Our Griot Becomes an Ancestor: Rest in Power Ngũgĩ wa Thiong'o
Ngũgĩ wa Thiong'o bade this world goodbye on 28 May at the
age of 87. Fare thee well, great griot of our pathways. Say us well to the
ancestors whom you now join to be clothed with the earth from which we
all must return. He was definitely one of the greatest writers of in
the world. He gave us – Africa and the world at large – a profound depth of beauty,
thought and inspiration with his work.
He was also, in my view, the most representative of the
spirit of Africa, of the numerous colossal figures of the word, that have been
Africa’s contribution to the world and its literature. At childhood, his life
was interwoven with that of the Kenyan people fighting against British colonialism,
with all the consequences of this history.
He was named James
Ngugi at birth. This was name he used to publish his first novel Weep Not
Child. But he threw away the slave master's name, renaming himself in line
with the ways of his forbears.
He did not just criticise the past of colonial subjugation.

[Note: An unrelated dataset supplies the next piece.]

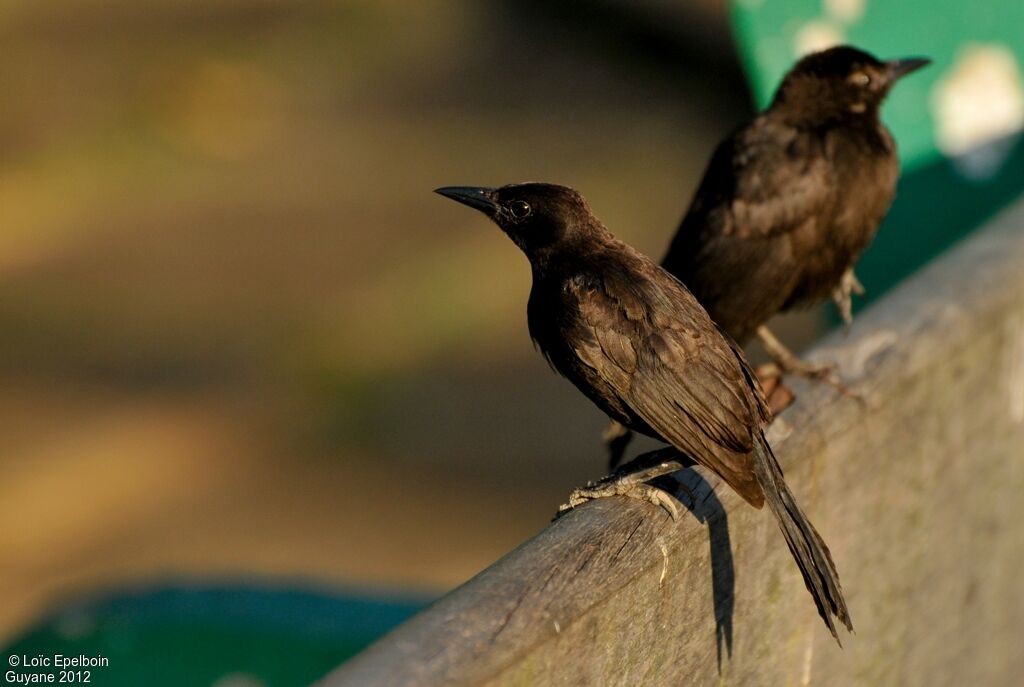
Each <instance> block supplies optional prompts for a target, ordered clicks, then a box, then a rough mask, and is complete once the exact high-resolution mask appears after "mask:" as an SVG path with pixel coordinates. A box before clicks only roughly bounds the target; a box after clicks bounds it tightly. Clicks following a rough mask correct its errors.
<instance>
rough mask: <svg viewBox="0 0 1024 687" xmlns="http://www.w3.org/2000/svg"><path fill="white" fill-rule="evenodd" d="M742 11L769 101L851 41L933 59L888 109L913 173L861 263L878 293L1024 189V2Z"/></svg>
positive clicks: (749, 47) (949, 242)
mask: <svg viewBox="0 0 1024 687" xmlns="http://www.w3.org/2000/svg"><path fill="white" fill-rule="evenodd" d="M732 18H733V26H734V29H735V34H736V44H737V48H738V50H739V52H740V55H741V58H742V60H743V63H744V66H745V68H746V71H748V75H749V77H750V80H751V87H752V89H753V91H754V94H755V98H756V100H757V102H758V104H759V106H764V105H765V104H767V102H768V101H769V100H770V99H771V96H772V94H773V93H774V90H775V88H776V86H777V84H778V82H779V80H780V79H781V77H782V75H783V74H784V73H785V72H786V71H787V70H788V69H790V68H791V67H792V66H793V63H794V62H795V61H796V59H798V58H799V56H800V55H801V54H803V53H804V52H806V51H808V50H809V49H819V48H821V47H825V46H826V45H828V44H835V43H837V42H840V43H849V44H852V45H856V46H857V47H860V48H862V49H865V50H867V51H869V52H871V53H873V54H876V55H878V56H879V57H881V58H894V57H907V56H928V57H931V58H932V59H933V63H932V65H931V66H930V67H928V68H927V69H925V70H922V71H921V72H918V73H914V74H913V75H911V76H909V77H907V78H906V80H905V81H902V82H900V83H899V84H898V86H897V87H896V88H895V89H894V90H893V92H892V94H891V95H890V97H889V98H888V99H887V101H886V103H885V105H884V108H883V113H882V115H883V119H884V120H885V122H886V123H887V125H889V127H890V129H891V130H892V132H893V135H894V136H895V138H896V141H897V144H898V146H899V151H900V158H901V160H902V163H903V176H902V178H901V181H900V186H899V190H898V195H897V198H896V202H895V203H894V205H893V208H892V211H891V212H890V214H889V216H888V217H887V219H886V221H885V223H884V224H883V226H882V228H881V230H880V232H879V235H878V238H877V239H876V241H874V243H873V244H872V246H871V247H870V249H869V250H868V251H867V253H866V254H865V255H864V256H863V258H862V259H861V261H860V263H859V264H858V268H857V273H858V275H859V276H860V278H861V281H862V282H863V283H864V285H865V286H866V287H867V290H868V294H867V300H870V299H873V298H877V297H879V296H880V295H882V294H883V293H884V292H885V291H886V290H887V289H888V288H889V287H891V286H892V285H894V284H896V283H897V282H899V281H900V280H902V278H903V277H904V276H905V275H907V274H908V273H910V272H912V271H913V270H914V269H915V268H918V267H919V266H921V265H922V264H924V263H925V262H927V261H928V260H930V259H931V258H932V257H934V256H935V255H937V254H938V253H940V252H942V251H943V250H945V249H946V248H947V247H949V246H950V245H951V244H953V243H954V242H955V241H956V240H958V239H959V238H962V237H964V235H966V234H967V233H969V232H970V231H971V230H973V229H974V228H975V227H977V226H978V225H980V224H981V223H982V222H983V221H984V220H986V219H988V218H990V217H991V216H992V215H994V214H995V213H996V212H997V211H998V210H999V209H1001V208H1002V207H1005V206H1006V205H1008V204H1009V203H1010V202H1011V201H1013V200H1014V199H1015V198H1017V197H1019V196H1020V195H1021V192H1022V191H1024V145H1022V143H1021V136H1020V131H1021V127H1022V126H1024V2H1019V1H1017V0H998V1H993V2H975V3H964V2H959V1H958V0H932V1H930V2H925V1H923V0H912V1H900V2H890V1H886V2H882V1H880V0H874V1H872V0H820V1H812V0H734V2H733V3H732ZM851 192H856V189H851ZM863 302H864V301H863V300H861V301H860V303H861V304H862V303H863Z"/></svg>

Realising, as a true intellectual should, that he owed a debt of intervention
for social progress to posterity, he organised and fought against post-colonial
tyranny and paid dearly for it.
He was detained by the Kenyan state and tortured severally.
The greatest of torture dwelt on him was however not when he was in jail. In
2004, several thugs, linked to the tyrannical regime of President Daniel Arap
Moi's thugs broke into his house at night, tortured and burnt him. But it did
not end there. They brutalised and raped Njeeri, his wife, forcing him to
watch.
But why do I call him the greatest African writer? He is the
only great African writer that has been writing in his own language of Gikuyu,
since 1980, when he wrote Caitaani mũtharaba-Inĩ (in English: Devil on the
Cross). He then translates into English, only thereafter.
Many a writer cannot even write do-re-mi in their
mother tongue not to talk of a work of literature, even when they speak it
fluently. But their grasp of English or French (or Portuguese or Spanish) would
put even Shakespeare and Voltaire to shame in their graves.
Will we ever have another Ngugi, whose words bore the lived
commons of our ancestors, in our lifetime?